Personal application
Understanding the paradoxes of discipleship is crucial to this process of moving from crowds, to a community of seekers, to a core group of disciples. This is not a hard and fast method, but a process to follow in order to find people in whom we can invest our lives.
Sharing Jesus is partly about discerning the 'crowd' in our lives, building relationships with a 'community of seekers' and then selecting a core group of potential disciples to invest in. Sharing Jesus – what we typically refer to as evangelism – cannot be separated from a process of finding those who are responsive to Jesus.

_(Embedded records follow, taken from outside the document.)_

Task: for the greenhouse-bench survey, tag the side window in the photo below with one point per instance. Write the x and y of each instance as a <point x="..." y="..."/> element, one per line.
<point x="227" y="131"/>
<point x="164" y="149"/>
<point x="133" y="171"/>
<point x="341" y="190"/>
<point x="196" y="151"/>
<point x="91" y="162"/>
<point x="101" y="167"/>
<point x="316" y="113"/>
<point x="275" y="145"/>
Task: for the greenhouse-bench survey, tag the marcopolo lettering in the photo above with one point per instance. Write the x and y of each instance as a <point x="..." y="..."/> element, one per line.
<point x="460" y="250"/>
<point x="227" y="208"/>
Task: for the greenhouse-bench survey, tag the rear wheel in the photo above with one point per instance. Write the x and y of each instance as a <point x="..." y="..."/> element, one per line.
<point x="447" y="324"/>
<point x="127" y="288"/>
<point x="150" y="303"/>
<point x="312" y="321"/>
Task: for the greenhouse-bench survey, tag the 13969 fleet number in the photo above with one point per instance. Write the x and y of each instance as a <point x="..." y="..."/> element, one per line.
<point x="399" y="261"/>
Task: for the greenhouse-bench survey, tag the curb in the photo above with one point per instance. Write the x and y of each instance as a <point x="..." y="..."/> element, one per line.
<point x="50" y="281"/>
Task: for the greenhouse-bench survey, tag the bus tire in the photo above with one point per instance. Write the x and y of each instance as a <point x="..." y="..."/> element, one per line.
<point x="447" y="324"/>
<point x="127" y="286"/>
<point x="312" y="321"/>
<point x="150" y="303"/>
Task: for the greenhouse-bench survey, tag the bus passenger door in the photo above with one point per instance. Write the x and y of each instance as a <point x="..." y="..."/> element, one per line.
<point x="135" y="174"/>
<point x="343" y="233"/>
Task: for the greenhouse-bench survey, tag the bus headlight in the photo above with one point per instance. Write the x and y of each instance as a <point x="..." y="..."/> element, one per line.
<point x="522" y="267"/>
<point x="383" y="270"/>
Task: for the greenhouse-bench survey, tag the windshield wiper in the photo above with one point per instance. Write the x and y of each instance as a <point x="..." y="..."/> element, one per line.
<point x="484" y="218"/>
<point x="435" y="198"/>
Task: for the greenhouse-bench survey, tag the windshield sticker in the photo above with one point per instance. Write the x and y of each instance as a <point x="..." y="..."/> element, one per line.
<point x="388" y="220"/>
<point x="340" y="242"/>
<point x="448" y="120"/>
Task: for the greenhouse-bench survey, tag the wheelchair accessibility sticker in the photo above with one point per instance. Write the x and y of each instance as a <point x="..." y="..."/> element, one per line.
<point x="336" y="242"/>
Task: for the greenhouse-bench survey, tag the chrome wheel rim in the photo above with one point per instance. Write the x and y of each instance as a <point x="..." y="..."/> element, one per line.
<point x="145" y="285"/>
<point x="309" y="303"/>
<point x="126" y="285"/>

Jesus taught and modeled the way in which to discern how open people are to the good news (Luke 8:4 and following). He respected people, but also challenged them to go further in their search for God. In the parable of the Sower, Jesus compared the good news to seed sown into the soil of people's hearts. The 'soil' represented four different types of people's readiness to hear His message. Jesus told this story to His disciples to help them to discern the soil condition of people's hearts. In Luke 8:11, Jesus explained to them that the 'seed' is the message from God to people. Luke begins chapter 8 by saying that "Jesus. . . began a tour of the nearby cities and villages to announce the Good News concerning the Kingdom of God. . ." In His parable, the 'sower' of the seed is the disciples themselves.